Indeed, the first takeaway from Freeland’s appointment as Trudeau’s lieutenant is that it means he trusts her in a town where trust, for any leader, can be a rare commodity. In political terms, it means he has full confidence in her loyalty. In quality-of-life terms, it means he trusts her not to be creatively visualizing herself on his side of the desk instead of thinking about Doug Ford.

Since Freeland, a Rhodes scholar and mother of three, made the transition from a successful career in international journalism to elected Canadian politics in 2013, she has displayed the sort of trend-bucking rational perspective and sensible prioritization you’d want in a deputy prime minister. As foreign affairs minister, she conveyed a sense of Canada as more than the sum of its vital statistics and with a moral obligation to defend freedom and democracy at a time when they’re under attack around the world, including in, of all places, America. Her perspective seemed to combine the grounding of her background as the daughter of Ukrainian immigrants and the intelligence accrued during her time as a foreign correspondent and senior editor at the Financial Times, and other news organizations.

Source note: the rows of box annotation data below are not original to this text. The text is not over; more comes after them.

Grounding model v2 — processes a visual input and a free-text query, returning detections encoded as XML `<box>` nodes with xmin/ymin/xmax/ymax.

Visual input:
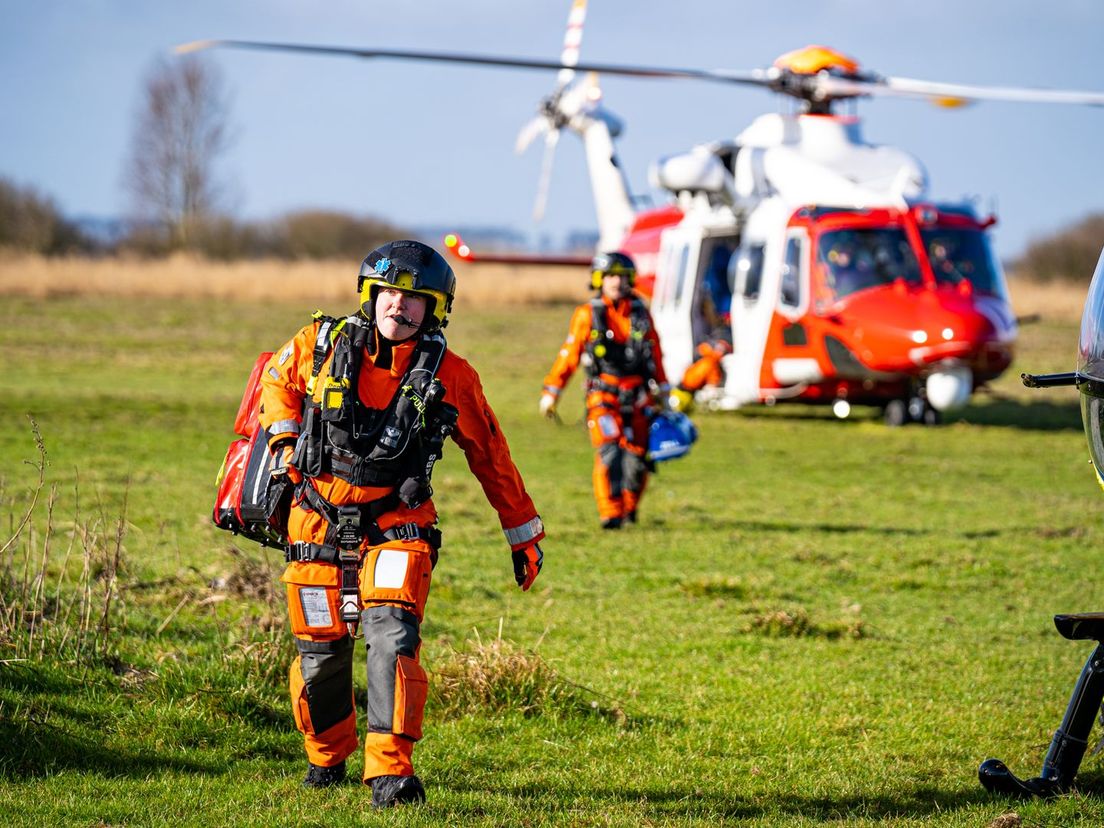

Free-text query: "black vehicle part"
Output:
<box><xmin>977</xmin><ymin>613</ymin><xmax>1104</xmax><ymax>797</ymax></box>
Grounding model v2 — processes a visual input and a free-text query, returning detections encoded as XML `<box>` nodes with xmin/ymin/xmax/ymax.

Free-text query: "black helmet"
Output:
<box><xmin>591</xmin><ymin>252</ymin><xmax>636</xmax><ymax>290</ymax></box>
<box><xmin>357</xmin><ymin>238</ymin><xmax>456</xmax><ymax>330</ymax></box>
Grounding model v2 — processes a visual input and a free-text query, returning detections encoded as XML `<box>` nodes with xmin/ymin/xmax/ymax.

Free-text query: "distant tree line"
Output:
<box><xmin>0</xmin><ymin>177</ymin><xmax>408</xmax><ymax>259</ymax></box>
<box><xmin>0</xmin><ymin>178</ymin><xmax>93</xmax><ymax>256</ymax></box>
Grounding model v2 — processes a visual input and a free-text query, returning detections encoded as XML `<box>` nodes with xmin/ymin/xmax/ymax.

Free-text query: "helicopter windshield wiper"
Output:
<box><xmin>1020</xmin><ymin>371</ymin><xmax>1089</xmax><ymax>389</ymax></box>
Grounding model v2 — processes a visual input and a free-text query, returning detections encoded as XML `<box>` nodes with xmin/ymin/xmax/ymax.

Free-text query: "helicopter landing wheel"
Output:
<box><xmin>907</xmin><ymin>396</ymin><xmax>943</xmax><ymax>425</ymax></box>
<box><xmin>883</xmin><ymin>400</ymin><xmax>909</xmax><ymax>428</ymax></box>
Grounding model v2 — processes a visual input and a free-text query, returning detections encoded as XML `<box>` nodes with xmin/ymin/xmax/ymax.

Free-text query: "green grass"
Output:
<box><xmin>0</xmin><ymin>297</ymin><xmax>1104</xmax><ymax>826</ymax></box>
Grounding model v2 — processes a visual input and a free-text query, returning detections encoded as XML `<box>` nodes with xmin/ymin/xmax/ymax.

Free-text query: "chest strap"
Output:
<box><xmin>293</xmin><ymin>479</ymin><xmax>440</xmax><ymax>635</ymax></box>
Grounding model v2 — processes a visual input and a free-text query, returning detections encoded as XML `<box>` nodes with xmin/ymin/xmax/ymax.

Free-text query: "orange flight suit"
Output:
<box><xmin>679</xmin><ymin>338</ymin><xmax>732</xmax><ymax>393</ymax></box>
<box><xmin>544</xmin><ymin>293</ymin><xmax>667</xmax><ymax>521</ymax></box>
<box><xmin>259</xmin><ymin>321</ymin><xmax>544</xmax><ymax>782</ymax></box>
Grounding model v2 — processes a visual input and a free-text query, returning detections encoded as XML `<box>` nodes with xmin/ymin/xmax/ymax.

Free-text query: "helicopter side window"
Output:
<box><xmin>817</xmin><ymin>227</ymin><xmax>921</xmax><ymax>299</ymax></box>
<box><xmin>733</xmin><ymin>244</ymin><xmax>764</xmax><ymax>302</ymax></box>
<box><xmin>671</xmin><ymin>244</ymin><xmax>690</xmax><ymax>305</ymax></box>
<box><xmin>778</xmin><ymin>236</ymin><xmax>803</xmax><ymax>308</ymax></box>
<box><xmin>920</xmin><ymin>229</ymin><xmax>1005</xmax><ymax>296</ymax></box>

A worldview informed by years spent assembling the global newspaper that best chronicles the impact of economics on every aspect of life, including politics and geopolitics, could not have hurt the NAFTA 2.0 negotiations. And being a woman who’d successfully navigated, as an editor, the ego Whac-a-Mole of upper Fleet Street likely made Donald Trump’s tweets easier to deal with.

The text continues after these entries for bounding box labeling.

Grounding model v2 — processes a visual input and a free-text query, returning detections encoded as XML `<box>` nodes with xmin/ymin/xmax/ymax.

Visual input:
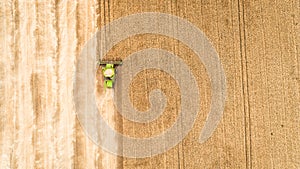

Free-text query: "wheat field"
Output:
<box><xmin>0</xmin><ymin>0</ymin><xmax>300</xmax><ymax>169</ymax></box>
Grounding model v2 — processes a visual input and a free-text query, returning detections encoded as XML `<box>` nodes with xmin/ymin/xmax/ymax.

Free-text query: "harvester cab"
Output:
<box><xmin>100</xmin><ymin>61</ymin><xmax>122</xmax><ymax>89</ymax></box>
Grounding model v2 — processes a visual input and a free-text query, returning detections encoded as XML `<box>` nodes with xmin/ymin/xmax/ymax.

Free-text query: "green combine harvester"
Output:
<box><xmin>100</xmin><ymin>61</ymin><xmax>122</xmax><ymax>89</ymax></box>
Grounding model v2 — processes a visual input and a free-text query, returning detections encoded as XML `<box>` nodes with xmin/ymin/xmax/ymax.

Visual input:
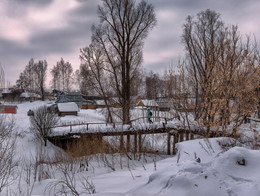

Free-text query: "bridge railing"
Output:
<box><xmin>50</xmin><ymin>117</ymin><xmax>177</xmax><ymax>132</ymax></box>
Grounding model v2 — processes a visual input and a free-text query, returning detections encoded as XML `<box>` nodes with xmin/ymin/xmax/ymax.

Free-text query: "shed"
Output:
<box><xmin>0</xmin><ymin>104</ymin><xmax>17</xmax><ymax>114</ymax></box>
<box><xmin>20</xmin><ymin>92</ymin><xmax>41</xmax><ymax>101</ymax></box>
<box><xmin>57</xmin><ymin>102</ymin><xmax>79</xmax><ymax>116</ymax></box>
<box><xmin>56</xmin><ymin>92</ymin><xmax>94</xmax><ymax>108</ymax></box>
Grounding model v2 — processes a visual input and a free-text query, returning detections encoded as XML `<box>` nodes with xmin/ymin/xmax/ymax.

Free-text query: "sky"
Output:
<box><xmin>0</xmin><ymin>0</ymin><xmax>260</xmax><ymax>85</ymax></box>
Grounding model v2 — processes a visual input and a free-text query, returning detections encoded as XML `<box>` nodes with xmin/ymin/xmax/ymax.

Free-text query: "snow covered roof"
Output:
<box><xmin>96</xmin><ymin>100</ymin><xmax>106</xmax><ymax>105</ymax></box>
<box><xmin>2</xmin><ymin>88</ymin><xmax>12</xmax><ymax>93</ymax></box>
<box><xmin>20</xmin><ymin>92</ymin><xmax>41</xmax><ymax>98</ymax></box>
<box><xmin>57</xmin><ymin>102</ymin><xmax>79</xmax><ymax>112</ymax></box>
<box><xmin>137</xmin><ymin>99</ymin><xmax>158</xmax><ymax>107</ymax></box>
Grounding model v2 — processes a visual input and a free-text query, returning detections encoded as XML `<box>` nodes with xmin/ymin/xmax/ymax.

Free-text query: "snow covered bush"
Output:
<box><xmin>30</xmin><ymin>106</ymin><xmax>59</xmax><ymax>146</ymax></box>
<box><xmin>0</xmin><ymin>115</ymin><xmax>16</xmax><ymax>193</ymax></box>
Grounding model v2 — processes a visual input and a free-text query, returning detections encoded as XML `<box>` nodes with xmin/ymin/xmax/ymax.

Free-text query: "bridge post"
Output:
<box><xmin>126</xmin><ymin>134</ymin><xmax>130</xmax><ymax>152</ymax></box>
<box><xmin>134</xmin><ymin>133</ymin><xmax>137</xmax><ymax>159</ymax></box>
<box><xmin>167</xmin><ymin>133</ymin><xmax>171</xmax><ymax>155</ymax></box>
<box><xmin>120</xmin><ymin>135</ymin><xmax>124</xmax><ymax>152</ymax></box>
<box><xmin>185</xmin><ymin>131</ymin><xmax>190</xmax><ymax>140</ymax></box>
<box><xmin>180</xmin><ymin>132</ymin><xmax>184</xmax><ymax>142</ymax></box>
<box><xmin>172</xmin><ymin>133</ymin><xmax>178</xmax><ymax>154</ymax></box>
<box><xmin>138</xmin><ymin>133</ymin><xmax>142</xmax><ymax>153</ymax></box>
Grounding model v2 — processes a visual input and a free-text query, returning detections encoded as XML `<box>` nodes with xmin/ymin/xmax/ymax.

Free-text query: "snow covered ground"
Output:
<box><xmin>0</xmin><ymin>101</ymin><xmax>260</xmax><ymax>196</ymax></box>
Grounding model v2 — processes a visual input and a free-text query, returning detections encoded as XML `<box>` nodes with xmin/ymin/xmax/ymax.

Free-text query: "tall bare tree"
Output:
<box><xmin>80</xmin><ymin>45</ymin><xmax>113</xmax><ymax>122</ymax></box>
<box><xmin>51</xmin><ymin>58</ymin><xmax>73</xmax><ymax>91</ymax></box>
<box><xmin>182</xmin><ymin>10</ymin><xmax>259</xmax><ymax>135</ymax></box>
<box><xmin>82</xmin><ymin>0</ymin><xmax>156</xmax><ymax>124</ymax></box>
<box><xmin>16</xmin><ymin>58</ymin><xmax>48</xmax><ymax>100</ymax></box>
<box><xmin>34</xmin><ymin>60</ymin><xmax>48</xmax><ymax>101</ymax></box>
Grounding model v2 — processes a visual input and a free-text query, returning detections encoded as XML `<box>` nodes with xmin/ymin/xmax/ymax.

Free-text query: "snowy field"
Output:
<box><xmin>0</xmin><ymin>101</ymin><xmax>260</xmax><ymax>196</ymax></box>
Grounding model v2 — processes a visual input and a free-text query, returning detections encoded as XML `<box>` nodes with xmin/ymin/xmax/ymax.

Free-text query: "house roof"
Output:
<box><xmin>137</xmin><ymin>99</ymin><xmax>158</xmax><ymax>107</ymax></box>
<box><xmin>20</xmin><ymin>92</ymin><xmax>41</xmax><ymax>98</ymax></box>
<box><xmin>57</xmin><ymin>102</ymin><xmax>79</xmax><ymax>112</ymax></box>
<box><xmin>56</xmin><ymin>93</ymin><xmax>88</xmax><ymax>103</ymax></box>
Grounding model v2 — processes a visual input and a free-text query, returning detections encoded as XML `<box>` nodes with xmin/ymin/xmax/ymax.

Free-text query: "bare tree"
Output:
<box><xmin>30</xmin><ymin>106</ymin><xmax>59</xmax><ymax>146</ymax></box>
<box><xmin>16</xmin><ymin>58</ymin><xmax>48</xmax><ymax>100</ymax></box>
<box><xmin>51</xmin><ymin>58</ymin><xmax>73</xmax><ymax>91</ymax></box>
<box><xmin>80</xmin><ymin>45</ymin><xmax>113</xmax><ymax>122</ymax></box>
<box><xmin>34</xmin><ymin>60</ymin><xmax>48</xmax><ymax>101</ymax></box>
<box><xmin>84</xmin><ymin>0</ymin><xmax>156</xmax><ymax>124</ymax></box>
<box><xmin>182</xmin><ymin>10</ymin><xmax>259</xmax><ymax>133</ymax></box>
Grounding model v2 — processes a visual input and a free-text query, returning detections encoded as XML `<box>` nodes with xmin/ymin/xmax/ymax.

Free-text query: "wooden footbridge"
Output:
<box><xmin>48</xmin><ymin>119</ymin><xmax>236</xmax><ymax>155</ymax></box>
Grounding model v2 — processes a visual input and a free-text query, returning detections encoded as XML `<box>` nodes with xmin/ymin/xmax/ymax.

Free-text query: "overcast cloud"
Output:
<box><xmin>0</xmin><ymin>0</ymin><xmax>260</xmax><ymax>84</ymax></box>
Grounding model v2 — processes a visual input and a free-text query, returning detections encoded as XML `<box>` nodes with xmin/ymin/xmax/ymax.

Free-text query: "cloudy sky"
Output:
<box><xmin>0</xmin><ymin>0</ymin><xmax>260</xmax><ymax>84</ymax></box>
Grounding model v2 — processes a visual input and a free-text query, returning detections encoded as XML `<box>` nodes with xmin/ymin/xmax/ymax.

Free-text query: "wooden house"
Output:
<box><xmin>0</xmin><ymin>104</ymin><xmax>17</xmax><ymax>114</ymax></box>
<box><xmin>136</xmin><ymin>99</ymin><xmax>159</xmax><ymax>110</ymax></box>
<box><xmin>57</xmin><ymin>102</ymin><xmax>79</xmax><ymax>116</ymax></box>
<box><xmin>56</xmin><ymin>92</ymin><xmax>94</xmax><ymax>109</ymax></box>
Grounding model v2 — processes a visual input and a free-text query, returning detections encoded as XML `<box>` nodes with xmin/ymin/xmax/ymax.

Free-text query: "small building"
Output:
<box><xmin>57</xmin><ymin>102</ymin><xmax>79</xmax><ymax>116</ymax></box>
<box><xmin>136</xmin><ymin>99</ymin><xmax>159</xmax><ymax>110</ymax></box>
<box><xmin>0</xmin><ymin>104</ymin><xmax>17</xmax><ymax>114</ymax></box>
<box><xmin>20</xmin><ymin>92</ymin><xmax>41</xmax><ymax>101</ymax></box>
<box><xmin>56</xmin><ymin>92</ymin><xmax>94</xmax><ymax>108</ymax></box>
<box><xmin>157</xmin><ymin>101</ymin><xmax>174</xmax><ymax>111</ymax></box>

Above all, Freeland showed principle at a time when principle is viewed, in certain circles, as an unforced error. On the current challenges of Canada-U.S. relations, on China’s leveraging of trade to inhibit and punish criticism of its increasingly Orwellian human rights abuses and authoritarian expansionism, Freeland has been the voice of normalcy, reason, and basic decency.

These days, that kind of brazen sanity can make you a target for the sort of criticism and intimidation that gets triangulated on social media and delivered by proxies. In Freeland’s case, it has tended to come wrapped in that oleaginous appeasement of bullies that portrays standing up for human rights and democracy as naïve. As though Brian Mulroney was naïve when he stood up to Margaret Thatcher on freeing Nelson Mandela and ending apartheid. Or Jean Chrétien was naïve when he stood up to Dick Cheney in opposing a fraudulently justified invasion of Iraq.

It has likely helped Freeland that she’s been underestimated. As a woman jumping into Canadian politics after years abroad, she wasn’t subjected to either the expectations or vilification that sank Michael Ignatieff a decade ago. But it’s an advantage harder to maintain when you’re the most powerful woman in the country.

And handling Trump and Jason Kenney—who’ve both exhibited an affinity for the more preposterous aspects of narrative warfare—at the same time could require that she dust off the expanded political imagination she surely acquired covering Putin’s Russia. It may come in handy.

Lisa Van Dusen is associate editor of Policy Magazine and a columnist for The Hill Times. She was Washington bureau chief for Sun Media, international writer for Peter Jennings at ABC News, and an editor at AP in New York and UPI in Washington.